Fragt sich, warum die GStA Berlin sich auf so eine Aussage versteigt. Wir fragen uns, wer hier die Unwahrheit sagt. Oder hat die GStA Berlin sich bei ihrem Statement auf einen Post von Hildmann bezogen?

Okay, ernsthafte Ermittlungen sehen in jedem Fall anders aus.

Wie ist das überhaupt – mit der doppelten Staatsbürgerschaft. Attila wurde im Kindesalter von deutschen adoptiert. Er erhielt damit die deutsche Staatsbürgerschaft. Verlor er dann automatisch die türkische? ist es dann nötig, einen türkischen Pass zu haben? Wenn er erst seine Eltern kontaktieren musste … musste er dann nicht seine türkischen Wurzeln nachweisen?

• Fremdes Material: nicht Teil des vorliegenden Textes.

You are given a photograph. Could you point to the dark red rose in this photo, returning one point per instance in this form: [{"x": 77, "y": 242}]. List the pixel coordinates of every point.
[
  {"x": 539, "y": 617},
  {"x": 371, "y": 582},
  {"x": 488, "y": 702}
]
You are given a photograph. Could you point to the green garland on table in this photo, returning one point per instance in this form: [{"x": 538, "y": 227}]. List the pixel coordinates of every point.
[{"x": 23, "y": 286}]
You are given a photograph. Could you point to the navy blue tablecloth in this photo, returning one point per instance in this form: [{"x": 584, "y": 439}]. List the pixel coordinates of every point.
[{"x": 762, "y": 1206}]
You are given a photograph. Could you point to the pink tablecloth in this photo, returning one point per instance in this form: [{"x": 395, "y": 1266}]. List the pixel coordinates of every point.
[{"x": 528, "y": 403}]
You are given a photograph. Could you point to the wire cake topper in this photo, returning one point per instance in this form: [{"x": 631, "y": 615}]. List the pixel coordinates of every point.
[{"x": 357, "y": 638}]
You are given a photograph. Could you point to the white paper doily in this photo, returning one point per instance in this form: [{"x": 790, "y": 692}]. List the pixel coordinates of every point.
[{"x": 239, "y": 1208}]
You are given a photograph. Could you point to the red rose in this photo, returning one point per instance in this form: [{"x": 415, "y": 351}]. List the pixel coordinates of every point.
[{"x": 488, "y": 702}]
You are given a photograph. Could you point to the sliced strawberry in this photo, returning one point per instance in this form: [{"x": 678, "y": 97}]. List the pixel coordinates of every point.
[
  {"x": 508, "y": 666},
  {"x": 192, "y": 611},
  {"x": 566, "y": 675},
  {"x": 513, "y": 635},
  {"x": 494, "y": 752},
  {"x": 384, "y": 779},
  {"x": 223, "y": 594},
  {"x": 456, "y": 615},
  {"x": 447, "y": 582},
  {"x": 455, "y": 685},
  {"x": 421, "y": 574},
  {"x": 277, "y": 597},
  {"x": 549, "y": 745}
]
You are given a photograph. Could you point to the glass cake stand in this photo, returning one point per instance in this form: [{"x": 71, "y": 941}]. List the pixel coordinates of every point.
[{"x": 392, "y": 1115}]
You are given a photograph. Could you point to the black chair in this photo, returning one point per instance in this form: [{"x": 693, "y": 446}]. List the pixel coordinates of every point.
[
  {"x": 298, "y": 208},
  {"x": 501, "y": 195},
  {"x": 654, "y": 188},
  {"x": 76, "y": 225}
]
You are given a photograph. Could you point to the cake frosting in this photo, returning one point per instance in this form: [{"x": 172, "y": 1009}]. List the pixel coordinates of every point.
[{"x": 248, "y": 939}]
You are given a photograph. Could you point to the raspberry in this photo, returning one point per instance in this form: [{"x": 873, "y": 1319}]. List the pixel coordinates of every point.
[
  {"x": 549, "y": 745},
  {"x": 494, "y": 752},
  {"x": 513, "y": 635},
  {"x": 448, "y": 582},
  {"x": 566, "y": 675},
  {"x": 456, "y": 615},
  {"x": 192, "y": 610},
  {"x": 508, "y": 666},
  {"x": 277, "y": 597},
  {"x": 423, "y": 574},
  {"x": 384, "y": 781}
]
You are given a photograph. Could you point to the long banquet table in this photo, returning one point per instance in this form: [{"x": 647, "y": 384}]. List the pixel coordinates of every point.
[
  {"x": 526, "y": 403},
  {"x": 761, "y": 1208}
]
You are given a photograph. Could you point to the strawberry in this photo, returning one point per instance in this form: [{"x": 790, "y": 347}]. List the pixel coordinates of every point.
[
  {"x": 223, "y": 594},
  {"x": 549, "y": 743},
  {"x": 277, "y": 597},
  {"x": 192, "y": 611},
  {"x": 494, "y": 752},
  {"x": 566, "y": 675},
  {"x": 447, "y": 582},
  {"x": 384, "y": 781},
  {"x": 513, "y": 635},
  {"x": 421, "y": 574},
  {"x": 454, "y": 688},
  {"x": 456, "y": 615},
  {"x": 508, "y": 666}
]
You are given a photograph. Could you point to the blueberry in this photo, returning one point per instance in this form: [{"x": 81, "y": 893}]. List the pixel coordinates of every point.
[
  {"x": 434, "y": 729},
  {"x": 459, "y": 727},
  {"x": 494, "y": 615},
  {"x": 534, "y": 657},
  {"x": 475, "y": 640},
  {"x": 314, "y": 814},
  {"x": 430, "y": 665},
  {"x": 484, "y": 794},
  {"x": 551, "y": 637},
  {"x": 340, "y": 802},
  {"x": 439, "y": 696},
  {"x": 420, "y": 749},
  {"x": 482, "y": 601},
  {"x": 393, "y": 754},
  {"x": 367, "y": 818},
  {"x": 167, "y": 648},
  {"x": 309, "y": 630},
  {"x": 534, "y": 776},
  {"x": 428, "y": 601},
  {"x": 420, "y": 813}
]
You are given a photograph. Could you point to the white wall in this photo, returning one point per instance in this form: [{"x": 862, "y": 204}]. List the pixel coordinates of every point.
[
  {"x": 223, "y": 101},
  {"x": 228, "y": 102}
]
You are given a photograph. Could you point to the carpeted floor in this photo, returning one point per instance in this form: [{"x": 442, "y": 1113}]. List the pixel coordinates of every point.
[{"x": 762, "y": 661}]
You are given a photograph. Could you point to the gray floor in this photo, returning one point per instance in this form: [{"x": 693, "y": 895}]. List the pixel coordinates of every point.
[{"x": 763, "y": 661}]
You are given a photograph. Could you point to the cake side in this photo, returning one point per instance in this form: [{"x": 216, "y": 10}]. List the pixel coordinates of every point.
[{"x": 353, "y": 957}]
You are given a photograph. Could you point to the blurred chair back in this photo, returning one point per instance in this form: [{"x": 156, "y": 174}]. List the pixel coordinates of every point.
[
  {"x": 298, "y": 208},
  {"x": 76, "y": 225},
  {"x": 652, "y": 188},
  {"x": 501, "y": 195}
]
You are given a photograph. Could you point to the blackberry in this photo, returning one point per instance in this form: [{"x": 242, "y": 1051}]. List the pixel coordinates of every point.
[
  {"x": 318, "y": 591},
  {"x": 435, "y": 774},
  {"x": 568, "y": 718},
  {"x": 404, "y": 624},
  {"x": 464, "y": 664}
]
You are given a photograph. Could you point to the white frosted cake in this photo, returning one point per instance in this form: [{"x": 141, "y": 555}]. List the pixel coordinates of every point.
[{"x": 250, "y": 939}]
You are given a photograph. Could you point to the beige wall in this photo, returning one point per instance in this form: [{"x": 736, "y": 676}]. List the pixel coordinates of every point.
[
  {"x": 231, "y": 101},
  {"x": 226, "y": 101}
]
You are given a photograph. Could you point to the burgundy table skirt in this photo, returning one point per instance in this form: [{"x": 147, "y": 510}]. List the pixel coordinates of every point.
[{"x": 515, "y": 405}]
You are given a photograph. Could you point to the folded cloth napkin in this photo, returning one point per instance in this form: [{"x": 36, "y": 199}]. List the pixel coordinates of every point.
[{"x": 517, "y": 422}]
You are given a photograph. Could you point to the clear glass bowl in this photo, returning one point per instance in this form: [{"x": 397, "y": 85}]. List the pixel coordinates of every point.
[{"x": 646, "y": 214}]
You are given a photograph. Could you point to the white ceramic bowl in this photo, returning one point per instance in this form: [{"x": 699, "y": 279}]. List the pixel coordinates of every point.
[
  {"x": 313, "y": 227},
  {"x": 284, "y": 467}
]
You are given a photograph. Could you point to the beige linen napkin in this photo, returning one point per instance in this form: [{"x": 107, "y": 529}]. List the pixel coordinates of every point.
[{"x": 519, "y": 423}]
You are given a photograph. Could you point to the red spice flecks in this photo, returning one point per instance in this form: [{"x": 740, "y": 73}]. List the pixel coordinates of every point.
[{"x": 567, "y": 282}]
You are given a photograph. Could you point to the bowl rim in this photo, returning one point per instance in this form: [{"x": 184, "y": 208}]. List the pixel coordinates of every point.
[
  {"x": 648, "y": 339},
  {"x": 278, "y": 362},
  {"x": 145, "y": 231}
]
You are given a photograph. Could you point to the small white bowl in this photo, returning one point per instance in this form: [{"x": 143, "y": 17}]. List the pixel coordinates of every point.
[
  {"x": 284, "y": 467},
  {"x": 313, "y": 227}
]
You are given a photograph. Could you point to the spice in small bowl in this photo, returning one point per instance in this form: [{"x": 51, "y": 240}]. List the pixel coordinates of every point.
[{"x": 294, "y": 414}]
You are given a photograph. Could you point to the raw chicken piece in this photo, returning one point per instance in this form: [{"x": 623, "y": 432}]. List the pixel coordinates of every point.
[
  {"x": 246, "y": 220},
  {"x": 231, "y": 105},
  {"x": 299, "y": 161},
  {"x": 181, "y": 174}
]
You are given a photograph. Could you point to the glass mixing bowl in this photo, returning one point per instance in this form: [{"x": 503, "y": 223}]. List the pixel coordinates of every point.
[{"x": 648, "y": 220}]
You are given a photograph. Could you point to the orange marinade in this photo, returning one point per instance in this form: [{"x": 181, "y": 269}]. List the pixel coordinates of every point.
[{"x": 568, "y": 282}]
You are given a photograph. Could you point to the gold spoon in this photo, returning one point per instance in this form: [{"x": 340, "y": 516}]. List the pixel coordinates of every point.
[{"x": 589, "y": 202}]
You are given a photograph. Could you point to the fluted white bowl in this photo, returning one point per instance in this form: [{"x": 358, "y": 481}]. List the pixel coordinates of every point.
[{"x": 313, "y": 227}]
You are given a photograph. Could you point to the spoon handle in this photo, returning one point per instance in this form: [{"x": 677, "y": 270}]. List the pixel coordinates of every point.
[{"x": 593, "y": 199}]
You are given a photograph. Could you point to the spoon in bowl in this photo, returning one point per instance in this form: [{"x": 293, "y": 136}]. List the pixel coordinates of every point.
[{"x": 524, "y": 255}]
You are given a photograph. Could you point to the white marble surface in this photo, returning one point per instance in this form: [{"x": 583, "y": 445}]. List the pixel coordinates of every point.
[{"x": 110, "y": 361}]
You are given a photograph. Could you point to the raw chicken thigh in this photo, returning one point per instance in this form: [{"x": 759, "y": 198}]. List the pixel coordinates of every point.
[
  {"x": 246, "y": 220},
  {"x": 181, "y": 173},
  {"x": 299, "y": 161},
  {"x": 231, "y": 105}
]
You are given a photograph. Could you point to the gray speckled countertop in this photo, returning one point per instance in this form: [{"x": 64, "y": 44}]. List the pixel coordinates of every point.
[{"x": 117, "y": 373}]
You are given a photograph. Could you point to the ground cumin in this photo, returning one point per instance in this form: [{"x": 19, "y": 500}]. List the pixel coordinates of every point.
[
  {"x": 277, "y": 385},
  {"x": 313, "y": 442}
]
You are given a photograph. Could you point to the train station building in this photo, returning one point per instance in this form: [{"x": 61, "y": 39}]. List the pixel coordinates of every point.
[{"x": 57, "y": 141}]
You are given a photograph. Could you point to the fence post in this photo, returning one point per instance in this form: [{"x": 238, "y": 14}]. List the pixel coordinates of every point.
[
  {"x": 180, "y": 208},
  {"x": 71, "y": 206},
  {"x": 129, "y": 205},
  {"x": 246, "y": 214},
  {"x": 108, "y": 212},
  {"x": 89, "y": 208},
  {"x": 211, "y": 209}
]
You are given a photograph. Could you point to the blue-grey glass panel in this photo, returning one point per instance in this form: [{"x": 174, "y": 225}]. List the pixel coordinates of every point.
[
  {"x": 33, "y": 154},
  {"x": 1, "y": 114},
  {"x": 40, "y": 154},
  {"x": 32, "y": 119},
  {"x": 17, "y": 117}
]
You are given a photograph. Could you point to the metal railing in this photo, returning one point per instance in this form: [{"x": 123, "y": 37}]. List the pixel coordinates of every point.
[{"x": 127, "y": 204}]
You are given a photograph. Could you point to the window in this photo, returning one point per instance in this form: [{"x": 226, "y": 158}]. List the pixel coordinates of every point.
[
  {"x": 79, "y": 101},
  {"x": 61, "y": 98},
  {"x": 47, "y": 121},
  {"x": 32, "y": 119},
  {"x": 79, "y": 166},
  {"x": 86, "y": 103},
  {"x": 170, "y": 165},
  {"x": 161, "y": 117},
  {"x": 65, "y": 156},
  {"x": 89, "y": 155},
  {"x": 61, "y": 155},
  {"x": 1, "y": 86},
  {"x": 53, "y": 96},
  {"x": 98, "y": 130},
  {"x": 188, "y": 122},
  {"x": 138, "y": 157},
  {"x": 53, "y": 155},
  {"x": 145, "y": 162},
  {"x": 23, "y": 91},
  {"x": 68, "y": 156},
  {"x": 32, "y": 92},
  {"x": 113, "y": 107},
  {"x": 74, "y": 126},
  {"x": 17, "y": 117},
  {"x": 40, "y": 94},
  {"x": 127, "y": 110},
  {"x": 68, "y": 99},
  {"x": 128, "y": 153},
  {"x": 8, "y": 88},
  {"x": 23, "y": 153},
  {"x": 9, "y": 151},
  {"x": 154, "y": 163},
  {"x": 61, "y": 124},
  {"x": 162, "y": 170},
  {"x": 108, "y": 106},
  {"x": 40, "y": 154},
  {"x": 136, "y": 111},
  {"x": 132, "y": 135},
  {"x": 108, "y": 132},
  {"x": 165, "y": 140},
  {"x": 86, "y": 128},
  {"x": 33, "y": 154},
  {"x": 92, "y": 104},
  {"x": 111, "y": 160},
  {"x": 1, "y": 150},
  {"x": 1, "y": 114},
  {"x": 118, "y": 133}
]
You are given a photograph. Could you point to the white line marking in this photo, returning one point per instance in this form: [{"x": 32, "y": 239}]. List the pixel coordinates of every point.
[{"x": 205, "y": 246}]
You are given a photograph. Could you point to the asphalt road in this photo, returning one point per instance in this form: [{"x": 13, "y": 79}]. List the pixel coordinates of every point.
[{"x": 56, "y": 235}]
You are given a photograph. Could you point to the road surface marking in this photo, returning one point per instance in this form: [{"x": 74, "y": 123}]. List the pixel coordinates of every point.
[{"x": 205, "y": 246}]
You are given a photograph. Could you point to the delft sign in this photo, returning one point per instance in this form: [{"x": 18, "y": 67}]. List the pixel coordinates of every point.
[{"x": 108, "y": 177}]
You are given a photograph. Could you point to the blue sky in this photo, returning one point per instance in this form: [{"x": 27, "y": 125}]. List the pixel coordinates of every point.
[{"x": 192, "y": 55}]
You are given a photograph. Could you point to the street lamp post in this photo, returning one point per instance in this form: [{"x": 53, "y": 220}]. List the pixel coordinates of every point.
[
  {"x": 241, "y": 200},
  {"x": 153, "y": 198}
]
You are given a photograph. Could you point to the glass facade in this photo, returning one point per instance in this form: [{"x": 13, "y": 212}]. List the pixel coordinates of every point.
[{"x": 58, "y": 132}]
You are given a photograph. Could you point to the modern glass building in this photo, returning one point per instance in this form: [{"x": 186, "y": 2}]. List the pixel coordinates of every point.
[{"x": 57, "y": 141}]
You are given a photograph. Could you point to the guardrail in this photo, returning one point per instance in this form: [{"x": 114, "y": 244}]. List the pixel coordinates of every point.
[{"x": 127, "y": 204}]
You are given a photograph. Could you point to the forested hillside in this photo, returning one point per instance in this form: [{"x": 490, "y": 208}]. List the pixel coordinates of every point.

Laut Kai hat Attila erst vor wenigen Wochen seine Geburtsurkunde und die Adoptionsurkunde erhalten. Er sagte, „Attila hat keine türkische Staatsangehörigkeit.“

Hat er tatsächlich irgendwas beantragt?

Wenn man sich dann noch vergegenwärtigt, dass Attila und Kai nach dem Tracking und dem Exposing des Aufenthaltsortes sich immer im Umkreis von 5 Kilometern um den exposten Ort aufhielten … nun … türkische Behörden, deutsche Behörden…

Die ganze Nummer wirft mehr Fragen auf … immer mehr.

Hier Attilas Sprachnachricht, das mit der Staatsangehörigkeit ist etwa ab Minute 35.

Kleines Update

„Attila hat eine Long Term Residence Permit, mit der er sich derzeit legal in der Türkei aufhält.“ (Kai E.)

Was man bei diesem Staatsbürgerschaftsgefummel nicht vergessen darf: die sogenannte „doppelte Staatsbürgerschaft“ gab es zum Zeitpunkt von Attila Hildmanns Adoption noch nicht in Deutschland. Wenn er also durch die Adoption die deutsche Staatsbürgerschaft erhielt, was bei Adoption durch deutsche Eltern Standard ist, dann sollte er die türkische zum damaligen Zeitpunkt automatisch verloren haben. Zumindest nach deutschem Recht.

Noch ein Update:

Attilas Geburtsurkunde und der Adoptionsbeschluss liegen hier vor, wir veröffentlichen die hier noch nicht. Aber dort ist nicht vermerkt, dass er die türkische Staatsbürgerschaft hat. Seine Geburtsurkunde weist nach der Adoption die Hildmanns als Eltern aus. Mag sein, dass er nach türkischem Recht Türke ist, wie in einem Kommentar angemerkt wurde, nach deutschem ist er es nicht.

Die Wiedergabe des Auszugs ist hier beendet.